Wallander contestó con otra pregunta:

—¿Te acuerdas de que al principio de la investigación hablamos del lenguaje del asesino? ¿De que quería decirnos algo? ¿De lo ostentoso en la manera de hacer? Pues ahora vengo a darme cuenta de que, desde el principio, vimos bien. Pero pensamos mal.

—¿Qué una mujer se comportaba como un hombre?

—Tal vez no el comportamiento propiamente dicho. Pero las acciones que cometía nos hacían pensar en hombres brutales.

—¿Y entonces debimos fijarnos en las víctimas? ¿Puesto que eran brutales?

—Eso es. No en el asesino. Leímos una historia equivocada en lo que vimos.

—Pero es precisamente esto lo que resulta difícil —dijo ella—. Que una mujer sea verdaderamente capaz de hacer esto. No estoy hablando de fuerza física. Yo, por ejemplo, soy tan fuerte como mi marido. Le cuesta una barbaridad ganarme cuando echamos un pulso.

Wallander la miró asombrado. Ella lo notó y se echó a reír.

—Cada uno se divierte a su manera.

Wallander asintió.

—Recuerdo que yo jugaba con mi madre a engancharnos los dedos cuando era pequeña. Pero creo que ganaba yo.

—A lo mejor te dejaba ganar.

Torcieron hacia Sturup.

—Yo no sé cómo motivará esa mujer sus acciones. Pero, si damos con ella, me parece que vamos a encontrar a alguien cuya existencia jamás hubiéramos sospechado.

—¿Un monstruo femenino?

—Quizá. Pero ni eso siquiera es seguro.

El teléfono del coche interrumpió la conversación. Contestó Wallander. Era Birch. Les indicó cómo tenían que conducir para ir a casa de la madre de Katarina Taxell.

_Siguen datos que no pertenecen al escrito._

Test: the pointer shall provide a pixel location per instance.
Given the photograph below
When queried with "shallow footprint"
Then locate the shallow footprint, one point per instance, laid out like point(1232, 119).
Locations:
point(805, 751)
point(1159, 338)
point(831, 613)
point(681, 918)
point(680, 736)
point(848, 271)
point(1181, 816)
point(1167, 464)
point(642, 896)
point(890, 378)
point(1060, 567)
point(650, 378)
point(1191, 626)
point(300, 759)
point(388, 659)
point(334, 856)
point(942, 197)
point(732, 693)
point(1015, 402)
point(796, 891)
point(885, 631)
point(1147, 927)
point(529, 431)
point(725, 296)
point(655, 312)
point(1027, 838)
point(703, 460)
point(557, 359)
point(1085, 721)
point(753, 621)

—¿Cómo se llama de nombre?

—Hedwig. Hedwig Taxell.

Birch dijo que anunciaría que estaban en camino. Wallander calculó que llegarían en poco más de media hora.

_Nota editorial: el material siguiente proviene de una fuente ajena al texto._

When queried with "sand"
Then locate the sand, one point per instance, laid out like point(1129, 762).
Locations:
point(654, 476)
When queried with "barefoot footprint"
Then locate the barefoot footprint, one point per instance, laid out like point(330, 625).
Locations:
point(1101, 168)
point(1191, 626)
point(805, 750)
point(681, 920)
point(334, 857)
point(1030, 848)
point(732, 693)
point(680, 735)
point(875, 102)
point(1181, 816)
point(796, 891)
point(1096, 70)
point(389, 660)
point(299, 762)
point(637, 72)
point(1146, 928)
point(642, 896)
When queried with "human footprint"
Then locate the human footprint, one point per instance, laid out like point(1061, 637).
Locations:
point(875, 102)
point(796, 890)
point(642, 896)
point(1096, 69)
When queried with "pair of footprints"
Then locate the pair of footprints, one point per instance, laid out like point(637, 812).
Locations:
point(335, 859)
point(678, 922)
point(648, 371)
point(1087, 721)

El ocaso lo envolvía todo alrededor de ellos.

Birch les esperaba en la escalera. Hedwig Taxell vivía en el último de una serie de chalets adosados a las afueras de Lund. Wallander supuso que las casas fueron edificadas en los primeros años sesenta. Tejados planos, cajones cuadrados vueltos hacia pequeños patios interiores. Recordaba haber leído que esos tejados a veces se hundían a raíz de alguna nevada intensa. Birch les había estado esperando mientras ellos buscaban el camino para llegar.

—Por poco llega la llamada antes de colocar el magnetófono —dijo.

—La verdad es que la suerte no nos ha favorecido demasiado por ahora —contestó Wallander—. ¿Qué impresión tienes de Hedwig Taxell?

—Está muy preocupada por su hija y por el bebé. Pero parece más serena que la última vez.

—¿Nos ayudará? ¿O protegerá a su hija?

—Yo creo, sencillamente, que quiere saber dónde se encuentra.

Pasaron al cuarto de estar. Sin poder decir por qué, Wallander tuvo la impresión de que la habitación recordaba al piso de Katarina Taxell. Hedwig Taxell entró y les saludó. Birch, como de costumbre, se colocó en segundo plano. Wallander la observó. Estaba pálida. Sus ojos se movían, inquietos. Él no se sorprendió. Lo percibió en su voz en el magnetófono. Estaba inquieta y preocupada hasta el límite de sus fuerzas. Por eso hizo que le acompañara Ann-Britt Höglund. Tenía una gran capacidad de calmar a personas inquietas. Hedwig Taxell no parecía estar en guardia. Parecía más bien contenta de no tener que quedarse sola. Se sentaron. Wallander había preparado sus primeras preguntas.